Avery’s outspoken intransigence made headlines, but in private he was a well-read, articulate businessman capable of great charm, with a knack for making profit for his companies when all about were losing theirs. The son of a prosperous Michigan lumberman, Avery got his law degree from the University of Michigan in 1894. By 1905, at the age of 31, he was president of U.S. Gypsum. He built it into one of the biggest U.S. building-material suppliers, and, convinced in the late ’20’s that the U.S. economy was headed for a depression, so prepared U.S. Gypsum to weather it that the company was able to show a profit every year of the ’30’s.

No Hicks. This performance so impressed J. P. Morgan & Co. that the banking firm asked Avery to take over an ailing Montgomery Ward in 1931. Avery quickly put his rough brand of rugged individualism to work at Ward, in three years turned a $9,000,000 loss into a $9,000,000 profit. Avery’s method was to cut costs, introduce higher-priced lines of merchandise for the mail-order chain, because “We no longer depend on hicks and yokels. We sell more than overalls and manure-proof shoes.”

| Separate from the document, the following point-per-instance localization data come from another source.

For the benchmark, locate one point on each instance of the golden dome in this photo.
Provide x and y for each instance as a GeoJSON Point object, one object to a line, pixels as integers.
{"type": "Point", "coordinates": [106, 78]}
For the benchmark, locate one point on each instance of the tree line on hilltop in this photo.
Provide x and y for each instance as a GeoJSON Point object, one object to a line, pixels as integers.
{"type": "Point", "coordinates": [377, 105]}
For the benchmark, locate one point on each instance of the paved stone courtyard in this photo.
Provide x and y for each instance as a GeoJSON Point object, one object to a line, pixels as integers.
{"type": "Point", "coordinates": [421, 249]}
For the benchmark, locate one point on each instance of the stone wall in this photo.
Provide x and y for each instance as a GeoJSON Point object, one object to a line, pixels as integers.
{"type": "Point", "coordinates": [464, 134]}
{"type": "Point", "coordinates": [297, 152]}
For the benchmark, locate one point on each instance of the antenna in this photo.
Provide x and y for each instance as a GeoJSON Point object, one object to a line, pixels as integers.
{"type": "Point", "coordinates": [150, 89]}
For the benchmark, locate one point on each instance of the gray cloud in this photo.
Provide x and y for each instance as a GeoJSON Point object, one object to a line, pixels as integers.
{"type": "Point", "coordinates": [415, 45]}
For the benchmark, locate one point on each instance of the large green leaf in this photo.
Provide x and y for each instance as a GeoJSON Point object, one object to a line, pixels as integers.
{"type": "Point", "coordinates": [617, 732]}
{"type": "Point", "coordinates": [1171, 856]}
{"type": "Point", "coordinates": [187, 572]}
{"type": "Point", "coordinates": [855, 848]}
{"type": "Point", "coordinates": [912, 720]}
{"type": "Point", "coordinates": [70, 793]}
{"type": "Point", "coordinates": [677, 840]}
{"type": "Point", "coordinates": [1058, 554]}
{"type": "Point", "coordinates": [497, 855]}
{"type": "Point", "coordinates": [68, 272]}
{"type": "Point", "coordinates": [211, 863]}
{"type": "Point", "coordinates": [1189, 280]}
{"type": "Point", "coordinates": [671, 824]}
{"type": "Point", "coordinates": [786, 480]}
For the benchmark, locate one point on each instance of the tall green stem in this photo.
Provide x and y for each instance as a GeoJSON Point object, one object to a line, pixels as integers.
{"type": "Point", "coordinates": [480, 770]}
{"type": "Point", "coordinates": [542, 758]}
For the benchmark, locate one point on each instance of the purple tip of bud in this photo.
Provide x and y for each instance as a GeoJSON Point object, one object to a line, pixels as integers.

Avery’s troubles with the U.S. Government in 1944 grew out of his militant resentment of the New Deal. In 1942 he had reluctantly signed a C.I.O. contract, which required him to check off union dues. An enemy of the closed shop, he refused to renew the contract in 1944, and Roosevelt reluctantly seized control of Ward. Avery refused to relinquish control to a U.S. marshal, and U.S. Attorney General Francis Biddle hurriedly flew to Chicago to preside as two G.I.s carried Avery out of his office. As he was carried away, Avery flung the ultimate epithet at Biddle: “You New Dealer!” No Depression. When the war ended, Avery was convinced that the U.S. was headed for another depression, refused to open a single new store, began hoarding Montgomery Ward’s assets until he had $327 million in cash and Government securities and $608 million in working capital stashed away for a rainy day that never came. But the rainy day came for Avery as Ward’s earnings began to decline after 1950. Though he won a proxy fight and proved that he was still the champ, Avery resigned three weeks later to live quietly in retirement.

Montgomery Ward then began an expansion program that used up Avery’s hoard. Last August, Avery could draw a measure of quiet satisfaction from the fact that Ward’s new free-spending management, faced with six-month earnings of $5,000,000 v. $10 million the first half of 1959, had to halve Ward’s quarterly dividend. Last week, just a few days be-fore his 87th birthday, Sewell Avery died of a cerebral hemorrhage.